Key Takeaways
- •Token limits cause AI hallucinations with large document batches
- •Incremental markdown wiki bypasses context window restrictions
- •Obsidian provides local, searchable knowledge base for businesses
- •Structured prompts ensure consistent formatting and reduce manual editing
- •Regular linting identifies gaps, keeping the wiki accurate
Pulse Analysis
The promise of "dump‑and‑ask" AI—loading every PDF, email, and spreadsheet into a single prompt—has proven fragile. Large language models operate within strict context windows, typically a few thousand tokens, so when users exceed that limit the model discards later inputs and often fabricates details to fill gaps. This leads to costly verification cycles, especially in regulated fields like workplace safety where inaccurate guidance can trigger fines or legal exposure. Understanding these technical constraints is the first step toward a more sustainable AI strategy.
The proposed solution reframes data ingestion as a step‑wise compilation process. By feeding each raw document individually to an LLM with a precise "Document Compiler" prompt, the AI produces a compact Markdown summary enriched with metadata, key concepts, and backlinks. These files populate a local Obsidian vault, creating an internal wiki that is both human‑readable and machine‑queryable. Because the knowledge base consists of distilled notes rather than full‑text PDFs, users can safely include dozens of pages in a single prompt without hitting token limits, dramatically reducing hallucinations and turnaround time.

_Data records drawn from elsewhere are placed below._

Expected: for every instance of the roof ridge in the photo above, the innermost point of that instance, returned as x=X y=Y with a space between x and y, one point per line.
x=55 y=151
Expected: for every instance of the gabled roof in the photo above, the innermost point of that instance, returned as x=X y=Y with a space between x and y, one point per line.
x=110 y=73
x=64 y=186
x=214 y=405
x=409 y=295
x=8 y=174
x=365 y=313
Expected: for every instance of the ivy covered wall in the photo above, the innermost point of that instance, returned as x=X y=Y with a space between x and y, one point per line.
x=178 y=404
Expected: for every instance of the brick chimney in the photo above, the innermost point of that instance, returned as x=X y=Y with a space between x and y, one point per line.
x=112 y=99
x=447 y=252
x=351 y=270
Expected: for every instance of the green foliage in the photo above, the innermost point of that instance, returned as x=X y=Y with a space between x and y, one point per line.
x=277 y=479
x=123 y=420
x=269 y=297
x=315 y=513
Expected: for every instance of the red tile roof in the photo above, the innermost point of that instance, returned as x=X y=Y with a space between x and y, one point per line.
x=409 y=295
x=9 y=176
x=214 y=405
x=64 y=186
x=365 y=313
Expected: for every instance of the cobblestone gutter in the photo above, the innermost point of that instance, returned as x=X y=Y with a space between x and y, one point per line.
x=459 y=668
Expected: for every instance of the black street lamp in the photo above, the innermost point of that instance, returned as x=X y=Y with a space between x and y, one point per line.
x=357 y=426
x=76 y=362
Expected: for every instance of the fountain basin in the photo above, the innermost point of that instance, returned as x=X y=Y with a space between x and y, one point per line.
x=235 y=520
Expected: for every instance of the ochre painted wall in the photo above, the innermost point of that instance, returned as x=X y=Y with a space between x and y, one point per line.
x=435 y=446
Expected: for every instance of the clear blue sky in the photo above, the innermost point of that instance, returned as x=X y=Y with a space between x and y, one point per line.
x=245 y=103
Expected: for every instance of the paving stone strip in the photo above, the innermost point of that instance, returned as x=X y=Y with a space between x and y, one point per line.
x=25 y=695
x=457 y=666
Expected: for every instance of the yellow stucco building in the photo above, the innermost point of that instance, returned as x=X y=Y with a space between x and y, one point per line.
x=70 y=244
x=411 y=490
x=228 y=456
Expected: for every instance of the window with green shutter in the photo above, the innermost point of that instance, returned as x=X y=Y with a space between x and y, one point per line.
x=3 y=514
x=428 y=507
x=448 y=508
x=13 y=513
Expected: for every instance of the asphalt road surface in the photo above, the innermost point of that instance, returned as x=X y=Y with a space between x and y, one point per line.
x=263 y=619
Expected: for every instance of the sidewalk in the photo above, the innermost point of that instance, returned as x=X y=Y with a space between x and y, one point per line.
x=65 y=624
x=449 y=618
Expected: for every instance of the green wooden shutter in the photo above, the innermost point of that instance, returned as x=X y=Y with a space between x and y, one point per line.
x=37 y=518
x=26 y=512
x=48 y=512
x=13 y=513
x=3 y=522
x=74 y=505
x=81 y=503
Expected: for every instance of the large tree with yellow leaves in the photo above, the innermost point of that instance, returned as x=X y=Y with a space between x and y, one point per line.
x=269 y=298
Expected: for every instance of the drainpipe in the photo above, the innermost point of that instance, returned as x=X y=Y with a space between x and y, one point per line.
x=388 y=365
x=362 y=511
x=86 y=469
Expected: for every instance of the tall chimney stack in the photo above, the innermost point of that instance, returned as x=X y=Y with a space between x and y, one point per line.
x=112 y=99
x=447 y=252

Beyond immediate efficiency gains, this approach offers strategic advantages. Companies retain full ownership of their curated knowledge, avoiding reliance on external vector databases that raise privacy and cost concerns. Regular "linting" prompts keep the wiki current, flagging gaps and inconsistencies before they become compliance risks. As more organizations adopt incremental compilation, the practice is likely to become a best‑practice layer for AI‑augmented decision‑making, blending the speed of large language models with the rigor of traditional knowledge management.